How one bad message can crash your entire Kafka pipeline — and how to stop it

20255 min read

I found this out the hard way. During development of ARGUS, I sent a malformed JSON payload to the ingestion endpoint — a missing closing brace, something trivial. The Spring Kafka Streams consumer threw a deserialization exception, logged the error, and retried. Then retried again. Then again. The bad message sat at the head of the partition, and Kafka's delivery guarantee meant it would keep retrying forever — blocking every valid event behind it.

This is a Kafka Poison Pill. It's one of the most common ways a stream processing application becomes completely useless in production.

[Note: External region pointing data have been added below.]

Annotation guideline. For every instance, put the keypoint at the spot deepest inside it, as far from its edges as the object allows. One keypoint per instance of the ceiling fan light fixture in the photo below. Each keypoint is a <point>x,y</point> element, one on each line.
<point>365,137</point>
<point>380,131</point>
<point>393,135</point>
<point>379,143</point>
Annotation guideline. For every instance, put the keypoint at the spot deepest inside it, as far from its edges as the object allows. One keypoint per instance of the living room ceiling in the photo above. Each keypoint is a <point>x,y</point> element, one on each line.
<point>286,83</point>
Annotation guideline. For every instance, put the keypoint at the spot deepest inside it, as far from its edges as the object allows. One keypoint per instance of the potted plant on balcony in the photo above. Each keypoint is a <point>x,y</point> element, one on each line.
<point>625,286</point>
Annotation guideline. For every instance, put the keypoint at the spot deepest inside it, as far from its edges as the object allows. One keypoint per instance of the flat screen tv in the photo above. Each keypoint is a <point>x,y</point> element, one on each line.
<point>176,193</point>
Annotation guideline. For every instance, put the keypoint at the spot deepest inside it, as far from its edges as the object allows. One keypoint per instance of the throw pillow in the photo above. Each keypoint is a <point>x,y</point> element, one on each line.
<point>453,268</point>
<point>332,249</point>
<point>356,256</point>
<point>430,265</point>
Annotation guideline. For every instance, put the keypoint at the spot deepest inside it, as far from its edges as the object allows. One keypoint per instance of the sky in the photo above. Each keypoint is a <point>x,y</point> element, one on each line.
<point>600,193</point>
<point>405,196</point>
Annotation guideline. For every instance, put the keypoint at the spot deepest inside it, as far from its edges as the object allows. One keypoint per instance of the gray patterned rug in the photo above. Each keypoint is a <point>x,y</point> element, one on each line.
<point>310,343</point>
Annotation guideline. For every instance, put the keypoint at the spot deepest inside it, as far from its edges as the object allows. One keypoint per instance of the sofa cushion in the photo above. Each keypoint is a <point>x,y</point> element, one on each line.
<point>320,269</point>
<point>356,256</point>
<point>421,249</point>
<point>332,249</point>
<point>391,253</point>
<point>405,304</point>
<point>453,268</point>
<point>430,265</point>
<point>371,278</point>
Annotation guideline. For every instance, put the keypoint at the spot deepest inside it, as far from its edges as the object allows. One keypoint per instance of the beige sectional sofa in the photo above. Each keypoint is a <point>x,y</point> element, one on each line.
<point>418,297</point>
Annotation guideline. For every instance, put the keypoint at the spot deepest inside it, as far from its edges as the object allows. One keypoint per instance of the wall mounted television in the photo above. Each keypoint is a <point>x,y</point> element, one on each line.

Why Kafka's guarantees work against you here

Kafka guarantees at-least-once delivery. If your consumer throws an exception processing a message, Kafka assumes the message wasn't processed and redelivers it. This is exactly what you want for transient failures — a network timeout, a momentary database hiccup. But for a permanently malformed message, it's a trap. The message will never be processable. The exception will always be thrown. The consumer will be stuck in an infinite crash loop.

The naive fix that doesn't work

The obvious instinct is to wrap the consumer in a try-catch and swallow exceptions:

// DON'T do this
try {
    StreamEvent event = objectMapper.readValue(rawBytes, StreamEvent.class);
    processEvent(event);
} catch (JsonProcessingException e) {
    log.error("Bad message, skipping", e);
    // silently move on
}

This works but you've now silently dropped data. In a telemetry platform, silent data loss is worse than a crash — at least a crash is visible.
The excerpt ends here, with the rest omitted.